The US Department of Energy (DOE) Solar Energy Technology Office recently awarded $1.8 million to GPI to lead a new nature-based solutions project, Designing & Deploying Solar Community Ecosystem Benefits. The award was soon followed by newly announced federal efforts to expand support for nature-based climate solutions.
The DOE describes that the project, which will launch in the spring of 2023, will “create an equitable ecosystem services framework based on host community and tribal priorities in the Midwest.” The cross-disciplinary GPI team includes the University of Minnesota, the Midwest Tribal Energy Resource Association, Midwest natural resource and energy regulators, natural resource advocates, utilities, solar developers, and a number of host communities.
Federal support expands for nature-based solutions to climate change
The Biden administration recently announced its “Roadmap for Nature-Based Solutions to Fight Climate Change, Strengthen Communities, and Support Local Economies.” While the use of nature-based solutions is not a new concept, the new emphasis by the federal government on natural system solutions to our climate problems opens a new paradigm for GPI’s work.
This Nature-Based Solutions Roadmap focuses on using natural systems to rather than technology, or in conjunction with technology, to solve many of the climate risks we face.

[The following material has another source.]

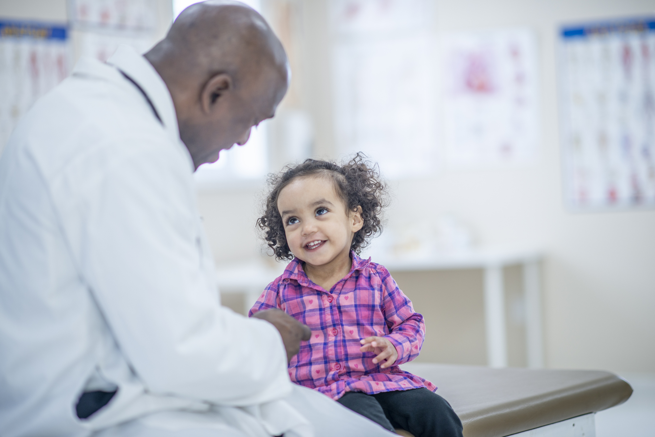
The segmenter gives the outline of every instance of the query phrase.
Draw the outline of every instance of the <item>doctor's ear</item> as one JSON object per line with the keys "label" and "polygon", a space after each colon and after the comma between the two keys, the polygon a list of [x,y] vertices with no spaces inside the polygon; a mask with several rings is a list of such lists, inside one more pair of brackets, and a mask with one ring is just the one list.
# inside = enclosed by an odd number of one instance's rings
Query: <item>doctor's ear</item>
{"label": "doctor's ear", "polygon": [[202,111],[209,113],[214,104],[227,92],[232,90],[233,84],[229,75],[221,73],[212,76],[202,87],[200,94],[200,104]]}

The roadmap outlines strategic recommendations for using nature-based solutions to “address climate change, nature loss, and inequity.”

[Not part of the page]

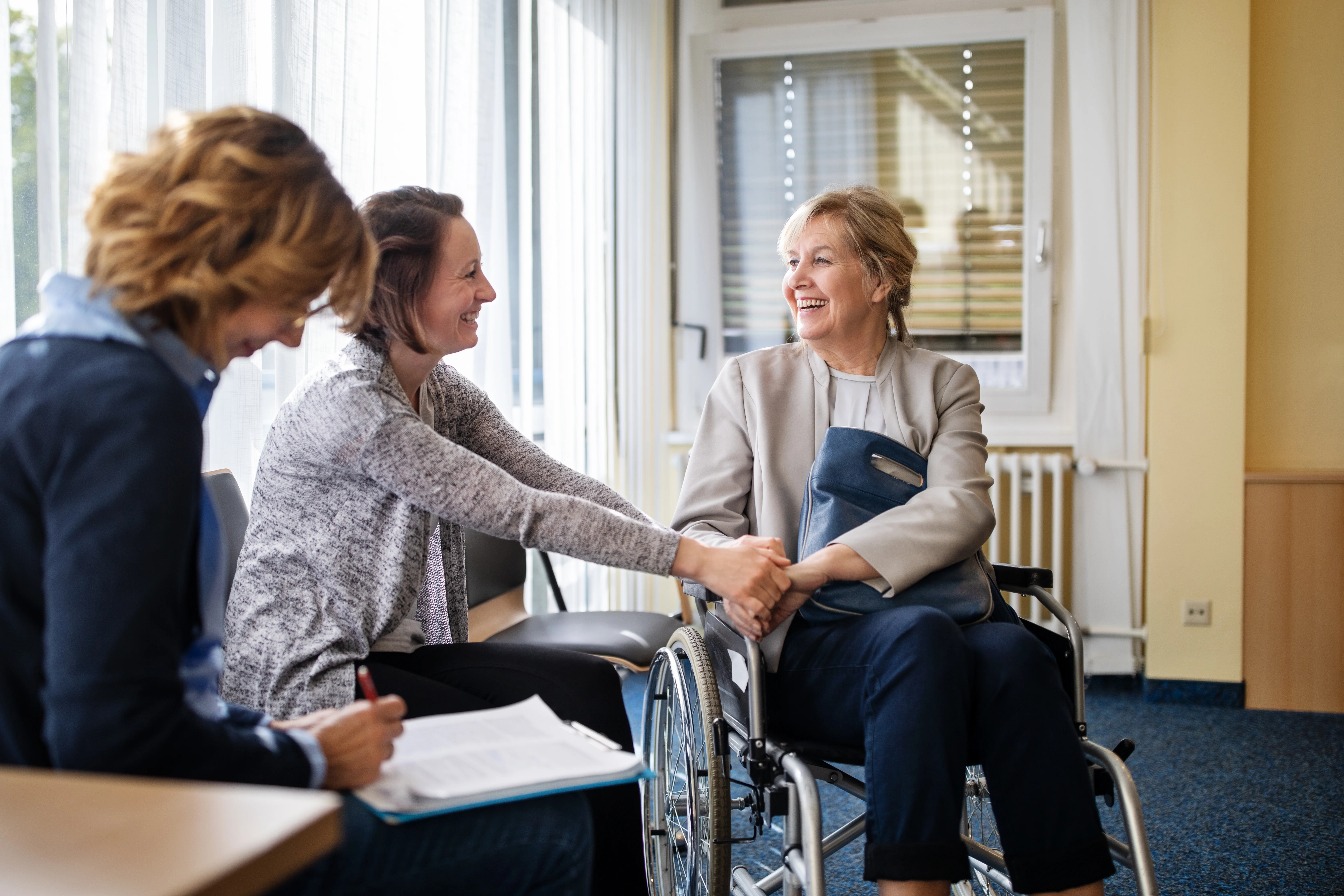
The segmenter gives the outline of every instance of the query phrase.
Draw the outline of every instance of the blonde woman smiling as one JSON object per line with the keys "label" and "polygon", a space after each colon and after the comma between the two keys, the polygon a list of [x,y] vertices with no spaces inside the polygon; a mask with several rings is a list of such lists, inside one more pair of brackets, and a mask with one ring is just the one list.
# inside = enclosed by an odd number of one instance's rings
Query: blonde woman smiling
{"label": "blonde woman smiling", "polygon": [[965,364],[910,344],[915,247],[903,224],[872,187],[820,193],[793,214],[778,249],[798,341],[724,365],[672,525],[797,559],[828,427],[872,430],[923,457],[927,488],[789,567],[793,590],[767,619],[726,596],[739,630],[763,638],[771,729],[866,748],[864,877],[882,896],[946,896],[969,876],[960,817],[972,750],[1013,884],[1099,896],[1114,866],[1059,674],[1007,604],[965,627],[899,602],[835,622],[797,614],[829,582],[898,595],[973,556],[993,528],[980,384]]}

The announcement included explicit recognition of work that GPI is doing to enhance our co-benefits approach to the renewable energy siting dilemmas that threaten to delay renewable energy deployment across the nation:
“In fiscal year 2022, SETO [US DOE Solar Energy Technology Office] selected projects worth $14 million for Deploying Solar with Wildlife and Ecosystem Services Benefits, developing innovative strategies that maximize benefits and minimize impacts to wildlife and ecosystems from solar energy infrastructure.”
Co-benefits approach to solar builds partnerships and provides value for host communities
GPI’s co-benefits approach builds partnerships with the communities hosting new renewable energy projects to identify siting and site design elements that provide ecological and economic benefit to the host communities.
Through the DOE-funded project, the GPI team will be conducting new field research and modeling, engaging multiple communities and tribal nations across the Midwest to identify local ecosystem priorities, and creating an ecosystem services framework to provide a scientific foundation for decision-making by communities, tribal nations, regulators, and the solar industry.